Organik ve konvansiyonel tarım arasındaki fark yalnızca kimyasal girdi kullanımından oluşmayıp, tarımdan elde edilen verimi, gıdanın görüntüsünü, lezzetini, besin değerlerini ve sağlık üzerindeki oluşturduğu etkileride farklı kılmaktadır. Organik tarımda, konvansiyonel tarımdaki gibi yoğun kimyasal girdilerin kullanılmıyor olması, birim alandan elde edilen verimliliği de azaltmaktadır. Ancak organik tarımın esas amacı verimlilik değil, sağlıklı ve kaliteli gıdaların üretimidir. Konvansiyonel tarımda ise hem birim alandan elde edilen verimlilik yüksektir, hemde üretim alanında kullanılan çeşitli maddeler ile görüntü bakımından daha hoş ürünler elde edilmesini sağlamaktadır. Üstelik organik ürünler, üreticiden tüketiciye kadar geçen her bir süreçte sistematik bir yaklaşım ve standart ile üretilirken, konvansiyonel ürünlerde herhangi bir yasal yükümlülük ve kontrol işlemleri bulunmaz.
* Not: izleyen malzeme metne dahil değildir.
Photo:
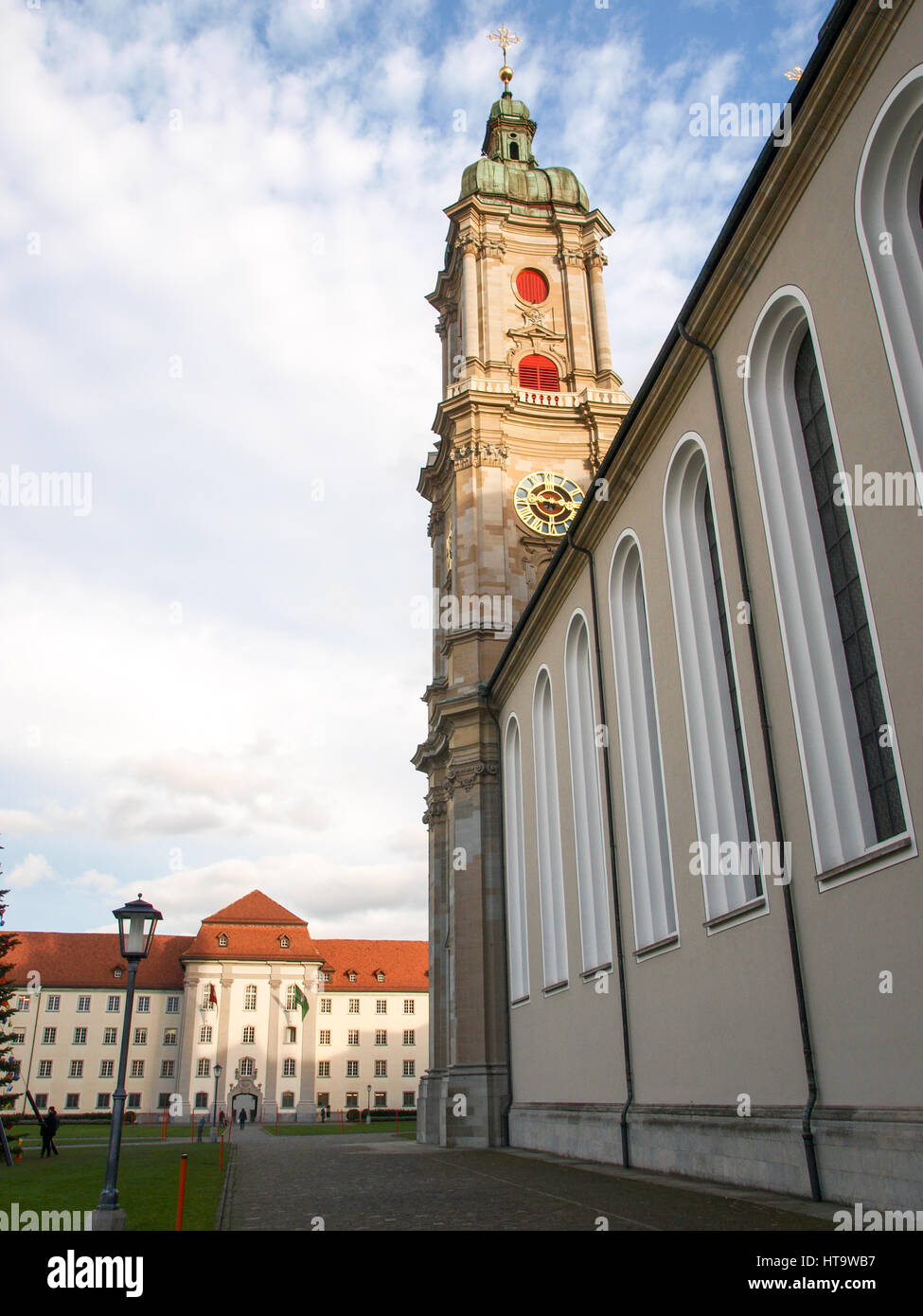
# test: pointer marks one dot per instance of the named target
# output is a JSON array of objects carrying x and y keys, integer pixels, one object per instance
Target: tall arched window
[
  {"x": 595, "y": 935},
  {"x": 548, "y": 836},
  {"x": 539, "y": 373},
  {"x": 829, "y": 647},
  {"x": 514, "y": 829},
  {"x": 653, "y": 898},
  {"x": 714, "y": 728},
  {"x": 889, "y": 220}
]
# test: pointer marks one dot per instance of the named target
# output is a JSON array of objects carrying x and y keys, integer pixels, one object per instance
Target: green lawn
[
  {"x": 407, "y": 1128},
  {"x": 148, "y": 1183}
]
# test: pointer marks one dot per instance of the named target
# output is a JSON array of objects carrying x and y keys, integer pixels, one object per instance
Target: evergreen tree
[{"x": 9, "y": 1070}]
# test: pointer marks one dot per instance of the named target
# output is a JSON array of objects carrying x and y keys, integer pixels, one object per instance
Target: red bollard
[{"x": 181, "y": 1199}]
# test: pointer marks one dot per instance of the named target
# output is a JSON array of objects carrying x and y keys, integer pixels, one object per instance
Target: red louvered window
[
  {"x": 532, "y": 286},
  {"x": 539, "y": 373}
]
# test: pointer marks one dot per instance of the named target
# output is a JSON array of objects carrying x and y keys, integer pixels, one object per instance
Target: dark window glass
[{"x": 869, "y": 707}]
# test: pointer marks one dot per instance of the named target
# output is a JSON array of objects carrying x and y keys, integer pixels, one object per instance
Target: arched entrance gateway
[{"x": 245, "y": 1095}]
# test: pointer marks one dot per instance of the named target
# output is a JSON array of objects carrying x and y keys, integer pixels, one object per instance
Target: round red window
[{"x": 531, "y": 286}]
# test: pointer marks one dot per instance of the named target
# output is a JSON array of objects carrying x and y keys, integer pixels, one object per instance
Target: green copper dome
[{"x": 509, "y": 170}]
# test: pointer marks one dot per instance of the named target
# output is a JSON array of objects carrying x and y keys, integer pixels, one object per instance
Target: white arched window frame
[
  {"x": 890, "y": 235},
  {"x": 514, "y": 834},
  {"x": 715, "y": 733},
  {"x": 592, "y": 871},
  {"x": 836, "y": 786},
  {"x": 548, "y": 836},
  {"x": 649, "y": 858}
]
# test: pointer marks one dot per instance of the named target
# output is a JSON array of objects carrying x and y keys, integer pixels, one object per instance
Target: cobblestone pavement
[{"x": 382, "y": 1181}]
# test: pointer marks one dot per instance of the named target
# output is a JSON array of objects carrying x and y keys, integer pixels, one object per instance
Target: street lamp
[
  {"x": 137, "y": 921},
  {"x": 215, "y": 1109}
]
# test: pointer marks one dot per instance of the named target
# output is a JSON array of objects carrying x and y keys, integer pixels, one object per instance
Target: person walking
[{"x": 49, "y": 1128}]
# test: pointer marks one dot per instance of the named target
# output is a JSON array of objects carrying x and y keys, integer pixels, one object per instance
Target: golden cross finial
[{"x": 506, "y": 40}]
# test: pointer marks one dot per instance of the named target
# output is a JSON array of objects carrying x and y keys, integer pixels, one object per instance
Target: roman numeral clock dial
[{"x": 546, "y": 503}]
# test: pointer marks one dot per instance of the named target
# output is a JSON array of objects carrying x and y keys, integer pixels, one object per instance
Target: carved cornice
[
  {"x": 465, "y": 775},
  {"x": 475, "y": 452}
]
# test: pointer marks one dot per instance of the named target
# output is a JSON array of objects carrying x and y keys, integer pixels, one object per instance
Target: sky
[{"x": 219, "y": 225}]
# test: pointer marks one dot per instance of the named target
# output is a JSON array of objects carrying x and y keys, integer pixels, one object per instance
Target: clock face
[{"x": 546, "y": 503}]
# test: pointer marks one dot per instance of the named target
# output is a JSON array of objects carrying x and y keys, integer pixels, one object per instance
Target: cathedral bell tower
[{"x": 529, "y": 399}]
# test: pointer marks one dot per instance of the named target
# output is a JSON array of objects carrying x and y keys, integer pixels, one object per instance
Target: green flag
[{"x": 302, "y": 1001}]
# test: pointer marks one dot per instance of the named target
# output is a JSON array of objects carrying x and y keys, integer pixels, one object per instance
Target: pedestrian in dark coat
[{"x": 50, "y": 1126}]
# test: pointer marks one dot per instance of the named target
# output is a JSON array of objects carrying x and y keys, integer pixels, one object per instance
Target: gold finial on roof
[{"x": 506, "y": 39}]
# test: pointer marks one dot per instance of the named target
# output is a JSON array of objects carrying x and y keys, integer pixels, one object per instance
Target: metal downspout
[{"x": 607, "y": 774}]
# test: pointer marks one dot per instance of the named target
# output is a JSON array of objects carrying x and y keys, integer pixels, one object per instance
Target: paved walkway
[{"x": 381, "y": 1181}]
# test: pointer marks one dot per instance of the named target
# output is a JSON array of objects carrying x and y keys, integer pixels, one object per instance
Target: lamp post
[
  {"x": 137, "y": 921},
  {"x": 215, "y": 1109}
]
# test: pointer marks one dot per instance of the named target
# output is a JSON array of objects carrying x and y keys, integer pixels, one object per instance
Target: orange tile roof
[
  {"x": 253, "y": 927},
  {"x": 403, "y": 962},
  {"x": 88, "y": 960}
]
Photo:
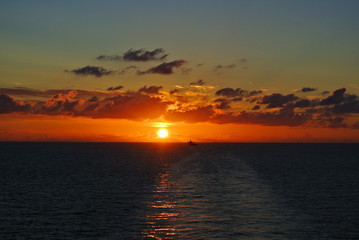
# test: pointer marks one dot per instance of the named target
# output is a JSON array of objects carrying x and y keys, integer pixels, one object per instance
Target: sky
[{"x": 210, "y": 71}]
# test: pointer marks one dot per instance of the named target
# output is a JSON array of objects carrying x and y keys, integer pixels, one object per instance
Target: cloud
[
  {"x": 355, "y": 125},
  {"x": 230, "y": 92},
  {"x": 109, "y": 58},
  {"x": 307, "y": 89},
  {"x": 222, "y": 67},
  {"x": 48, "y": 93},
  {"x": 136, "y": 106},
  {"x": 350, "y": 104},
  {"x": 173, "y": 91},
  {"x": 199, "y": 82},
  {"x": 144, "y": 56},
  {"x": 114, "y": 88},
  {"x": 200, "y": 114},
  {"x": 140, "y": 55},
  {"x": 256, "y": 107},
  {"x": 277, "y": 100},
  {"x": 129, "y": 69},
  {"x": 336, "y": 97},
  {"x": 150, "y": 89},
  {"x": 337, "y": 122},
  {"x": 303, "y": 103},
  {"x": 92, "y": 71},
  {"x": 285, "y": 117},
  {"x": 9, "y": 105},
  {"x": 223, "y": 105},
  {"x": 187, "y": 106},
  {"x": 164, "y": 68}
]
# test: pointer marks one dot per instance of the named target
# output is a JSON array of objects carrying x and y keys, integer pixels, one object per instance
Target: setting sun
[{"x": 162, "y": 133}]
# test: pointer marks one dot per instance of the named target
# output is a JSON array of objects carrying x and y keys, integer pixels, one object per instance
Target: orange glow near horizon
[
  {"x": 28, "y": 127},
  {"x": 162, "y": 133}
]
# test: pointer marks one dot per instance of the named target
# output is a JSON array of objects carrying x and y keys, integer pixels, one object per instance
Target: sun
[{"x": 162, "y": 133}]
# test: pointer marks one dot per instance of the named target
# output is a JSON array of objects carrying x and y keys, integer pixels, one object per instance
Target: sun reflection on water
[{"x": 163, "y": 210}]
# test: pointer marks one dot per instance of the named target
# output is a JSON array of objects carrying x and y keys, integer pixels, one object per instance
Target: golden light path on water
[{"x": 163, "y": 210}]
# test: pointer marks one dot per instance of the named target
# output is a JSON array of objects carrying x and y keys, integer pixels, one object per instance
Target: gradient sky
[{"x": 287, "y": 51}]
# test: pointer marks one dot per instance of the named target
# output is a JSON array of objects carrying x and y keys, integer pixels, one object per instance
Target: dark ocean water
[{"x": 177, "y": 191}]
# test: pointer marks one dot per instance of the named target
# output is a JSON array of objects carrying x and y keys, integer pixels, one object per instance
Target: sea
[{"x": 178, "y": 191}]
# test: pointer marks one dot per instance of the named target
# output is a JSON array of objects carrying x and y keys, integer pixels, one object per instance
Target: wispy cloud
[
  {"x": 165, "y": 68},
  {"x": 140, "y": 55},
  {"x": 91, "y": 71}
]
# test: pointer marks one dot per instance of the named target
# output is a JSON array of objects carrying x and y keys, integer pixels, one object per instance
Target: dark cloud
[
  {"x": 114, "y": 88},
  {"x": 303, "y": 103},
  {"x": 144, "y": 56},
  {"x": 150, "y": 102},
  {"x": 60, "y": 104},
  {"x": 355, "y": 125},
  {"x": 200, "y": 114},
  {"x": 221, "y": 67},
  {"x": 285, "y": 117},
  {"x": 220, "y": 100},
  {"x": 223, "y": 105},
  {"x": 230, "y": 92},
  {"x": 336, "y": 97},
  {"x": 8, "y": 105},
  {"x": 48, "y": 93},
  {"x": 173, "y": 91},
  {"x": 186, "y": 70},
  {"x": 337, "y": 122},
  {"x": 136, "y": 106},
  {"x": 128, "y": 69},
  {"x": 150, "y": 89},
  {"x": 350, "y": 104},
  {"x": 140, "y": 55},
  {"x": 256, "y": 107},
  {"x": 109, "y": 58},
  {"x": 277, "y": 100},
  {"x": 307, "y": 89},
  {"x": 92, "y": 71},
  {"x": 165, "y": 68},
  {"x": 200, "y": 82},
  {"x": 93, "y": 99},
  {"x": 255, "y": 92}
]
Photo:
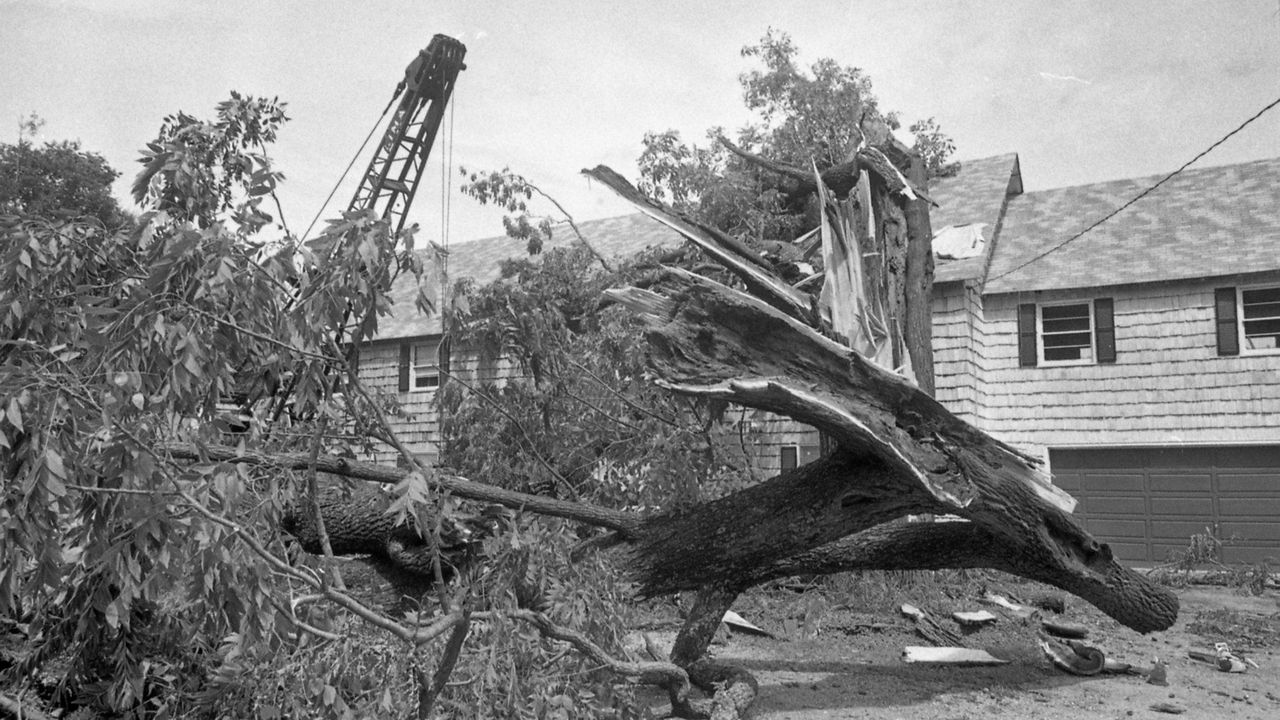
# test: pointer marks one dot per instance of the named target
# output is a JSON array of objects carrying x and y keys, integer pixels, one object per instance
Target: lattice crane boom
[{"x": 393, "y": 174}]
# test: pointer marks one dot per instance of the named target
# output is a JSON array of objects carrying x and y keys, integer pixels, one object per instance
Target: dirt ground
[{"x": 842, "y": 665}]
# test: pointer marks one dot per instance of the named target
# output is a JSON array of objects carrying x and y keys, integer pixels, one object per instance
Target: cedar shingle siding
[{"x": 1168, "y": 383}]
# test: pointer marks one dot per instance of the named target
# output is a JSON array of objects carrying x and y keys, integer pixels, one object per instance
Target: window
[
  {"x": 791, "y": 456},
  {"x": 1066, "y": 333},
  {"x": 420, "y": 365},
  {"x": 1247, "y": 319},
  {"x": 426, "y": 367},
  {"x": 1072, "y": 333}
]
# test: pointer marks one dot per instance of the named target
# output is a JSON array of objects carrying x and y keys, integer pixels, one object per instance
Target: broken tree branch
[
  {"x": 741, "y": 260},
  {"x": 617, "y": 520},
  {"x": 840, "y": 178}
]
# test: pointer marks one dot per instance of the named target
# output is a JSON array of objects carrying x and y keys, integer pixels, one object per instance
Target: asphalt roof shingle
[{"x": 1202, "y": 223}]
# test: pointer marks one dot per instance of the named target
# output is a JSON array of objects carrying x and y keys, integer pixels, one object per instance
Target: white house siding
[
  {"x": 1168, "y": 384},
  {"x": 958, "y": 349},
  {"x": 417, "y": 423}
]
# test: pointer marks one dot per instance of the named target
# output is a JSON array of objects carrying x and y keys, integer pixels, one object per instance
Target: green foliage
[
  {"x": 115, "y": 341},
  {"x": 200, "y": 172},
  {"x": 508, "y": 670},
  {"x": 58, "y": 180},
  {"x": 803, "y": 117},
  {"x": 577, "y": 414}
]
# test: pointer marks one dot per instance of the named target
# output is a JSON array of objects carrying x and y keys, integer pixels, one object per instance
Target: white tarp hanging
[{"x": 956, "y": 242}]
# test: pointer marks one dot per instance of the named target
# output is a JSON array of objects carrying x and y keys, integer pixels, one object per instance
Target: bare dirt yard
[{"x": 835, "y": 660}]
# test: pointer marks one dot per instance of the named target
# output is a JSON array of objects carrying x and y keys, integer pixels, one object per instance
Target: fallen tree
[{"x": 773, "y": 347}]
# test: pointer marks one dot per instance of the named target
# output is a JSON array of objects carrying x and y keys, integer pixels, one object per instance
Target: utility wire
[{"x": 1141, "y": 195}]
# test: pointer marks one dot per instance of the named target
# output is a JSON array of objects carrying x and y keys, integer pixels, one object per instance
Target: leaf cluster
[
  {"x": 59, "y": 181},
  {"x": 804, "y": 117}
]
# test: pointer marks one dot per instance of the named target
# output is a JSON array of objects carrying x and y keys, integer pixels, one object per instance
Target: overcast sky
[{"x": 1082, "y": 91}]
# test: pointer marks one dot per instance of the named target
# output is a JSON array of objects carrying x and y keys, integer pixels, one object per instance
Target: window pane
[
  {"x": 789, "y": 458},
  {"x": 1065, "y": 340},
  {"x": 1261, "y": 310},
  {"x": 1066, "y": 324},
  {"x": 1057, "y": 311},
  {"x": 1261, "y": 295},
  {"x": 1055, "y": 354},
  {"x": 1269, "y": 327}
]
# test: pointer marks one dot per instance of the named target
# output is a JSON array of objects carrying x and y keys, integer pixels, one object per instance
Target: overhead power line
[{"x": 1141, "y": 195}]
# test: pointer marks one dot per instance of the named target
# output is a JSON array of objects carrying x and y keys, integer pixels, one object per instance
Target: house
[
  {"x": 1141, "y": 359},
  {"x": 405, "y": 359}
]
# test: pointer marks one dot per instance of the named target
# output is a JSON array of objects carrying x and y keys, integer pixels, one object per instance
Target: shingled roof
[
  {"x": 977, "y": 194},
  {"x": 1202, "y": 223},
  {"x": 480, "y": 259}
]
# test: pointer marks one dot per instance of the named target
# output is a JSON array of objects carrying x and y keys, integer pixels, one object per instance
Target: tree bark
[
  {"x": 1118, "y": 591},
  {"x": 718, "y": 542}
]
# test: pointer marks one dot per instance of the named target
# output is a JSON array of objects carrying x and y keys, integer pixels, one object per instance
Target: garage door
[{"x": 1150, "y": 501}]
Organik tarım sonucunda elde edilen ürünler, üzerinde organik olduğunu belirten onaylanmış ve denetlenmiş etiket taşıyan ürünleri ifade etmektedir. Bu etikete sahip olan ürünlerin bileşiminde kullanılan tüm maddelerin minimum % 95’inin organik olarak üretilmiş veya ithal edilmiş olması gerekmektedir. Eğer ürünün organik olarak üretilen miktarı %75 ile % 95 arasında ise bu ürün geçiş ürünü olarak değerlendirilir. Organik ve konvansiyonel ürünlerin karşılaştırılması yapılan çalışmalarda magnezyum, fosfor ve demir içeriğinin organik ürünlerde daha fazla olduğu sonucuna varılmıştır. Aynı zamanda organik tarım sonucu elde edilen ürünler, koku, tat, renk ve aroma bakımından daha üstün bulunmaktadır. Konvansiyonel üretim sırasında kullanılan nitrat kalıntı miktarı, organik ürünlere nazaran daha fazla olması sebebi ile bireylerde kanser ve kalp- damar hastalıkları gibi sağlık sorunlarına da yol açabilmektedir.
Sonuç olarak, sağladığı faydalar ile organik tarımın giderek artan bir öneme sahip olacağı açıktır. Nitekim organik tarım tüketiciye güvenilir ve verimli gıda ürünleri sunarken, çevre ve sağlık koşullarına dikkat ederek, gelecek nesillere tüm tarım kaynaklarından yeterince faydalanabileceği bir dünya sunmaktadır.